Title: Heartfelt Laughter [de: Von herzen lachen]
Author(s): Charlotte Kuhn-Behrens
“Der Weg” Issue: Year 2, Issue 2 (February 1948)
Page(s): 94, 104
Dan Rouse’s Note(s):
Der Weg - El Sendero is a German and Spanish language magazine published by Dürer-Verlag in Buenos-Aires, Argentina by Germans with connections to the defeated Third Reich.
Der Weg ran monthly issues from 1947 to 1957, with official sanction from Juan Perón’s Government until his overthrow in September 1955.
Source Document(s):
[LINK] Scans of 1948 Der Weg Issues (archive.org)
Heartfelt Laughter
Charlotte Kuhn-Behrens
Perhaps there are few things in life we should take as seriously as cheerfulness. Laughter is a mighty force of emotional liberation, the outward sign of a strong, self-assured personality. Though folk wisdom has long passed down the saying that
“you can spot a fool by their constant laughter,”
what’s really meant here is the shallow, forced, silly kind of chuckle—nothing at all like the quiet, grounded joy of someone so sure of themselves that they can simply laugh. In this light, we’re reminded of the famous Homeric laughter—that bold, heroic mirth of figures rightly admired. And so, a truth reveals itself: only those who can weep are truly able to laugh from the heart.
This last thought might strike a particular chord with men. So many live under the mistaken ideal that showing natural emotion is somehow “womanly,” at odds with their sense of superiority. Of course, genuine tears aren’t the same as the often too-free-flowing sobs of some women. No, what matters here is the root of all growth: the raw, honest nature of feeling. Schopenhauer once put it strikingly:
„Je mehr der Mensch des ganzen Ernstes fähig ist, desto herzlicher kann er lachen. Menschen, deren Lachen stets geziert und gezwungen herauskommt, sind oft moralisch von leichtem Gehalt; wie denn überhaupt die Art des Lachens und andererseits der Anlaß dazu sehr charakteristisch für die Person ist.“
“The more a person can embrace true seriousness, the more heartily they can laugh. Those whose laughter always feels stilted or strained are often morally lightweight; indeed, how someone laughs—and what sets them off—says a great deal about who they are.”
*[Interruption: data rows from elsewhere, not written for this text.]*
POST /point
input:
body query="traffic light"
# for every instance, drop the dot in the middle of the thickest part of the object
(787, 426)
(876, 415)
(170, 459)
The pure, unspoiled sensitivity of a person is the bedrock of their inner cheer. First, we must shed the tired old prejudice that feeling—especially when it’s worn openly—is a mark of weakness. The ability to feel is always strength. Picture a teenage boy, wild with love for a girl, yet covering it up with brash words and tales of adventures he’s likely never had. He does it out of fear—fear of being seen as tender, and so, mocked. Many men still carry this notion, at least to some degree, and it leaves them vulnerable to stiffness, to a creeping falseness in their emotions that later spills out in the wrong places, at the wrong times.
By contrast, let’s turn back to that Homeric laughter. Achilles was a hero who, like all of Homer’s greats, could laugh—and it’s no surprise that we’re told how he wept loudly by the sea’s edge for his lost love, Briseis. People need to break free from the dread of losing control when they let their true feelings speak. Too often, these fears trick us into missing what’s essential, burying the path to ourselves. And that might be the worst thing of all, because only those who find their way to their own heart can laugh from it—and, in doing so, master life and its struggles.
That Homeric laughter, the humor of Wilhelm Busch and Fritz Reuter, springs from this calm self-possession, from a breadth of feeling that already holds sway over personal flaws and others’ quirks, unshaken by life’s little shortcomings. Humor, it seems, is a special gift of the Nordic peoples. Their laughter, for instance, has little in common with an Asian smile, flowing as it does from a wholly different well of the spirit. Many of the world’s great humorists hail from this Nordic stock—think of the divine comedy in Shakespeare’s plays or the cartoonist Oscar Jacobsson, whose “Adamson” won global fame. The northern folk have a natural knack for cheerfulness.
It might sound odd, then, to say that heartfelt laughter hinges on a healthy love life. Yet here we touch the primal root, the wellspring of everything. Not just for women, but for all people, a thousand woes and sighs can be healed from this one source. True, healthy feeling—the kind that’s lived, not just burned off or played out—must shape and define how men and women relate. Real passion, real love, clear of dull or hollow shades, will lead us to a vivid ability to feel and seize life fully. Then, those awkward pub-table guffaws and the childish glee over flat jokes will fade on their own, giving way to genuine humor. That sort of wisecracking is usually just a vent for bottled-up emotions, far removed from the kind of laughter that truly sets us free. “Those who love can laugh…”—there’s the whole wisdom of it.
If we want to guide people to real cheer, they need, above all, a fierce will to be themselves—to find a joy that starts with laughing at their own expense, turning toward life’s brighter, bolder side. Spending time with truly fine humorous books can do wonders here. We ought to take laughter seriously and meet life’s hardships with a smile.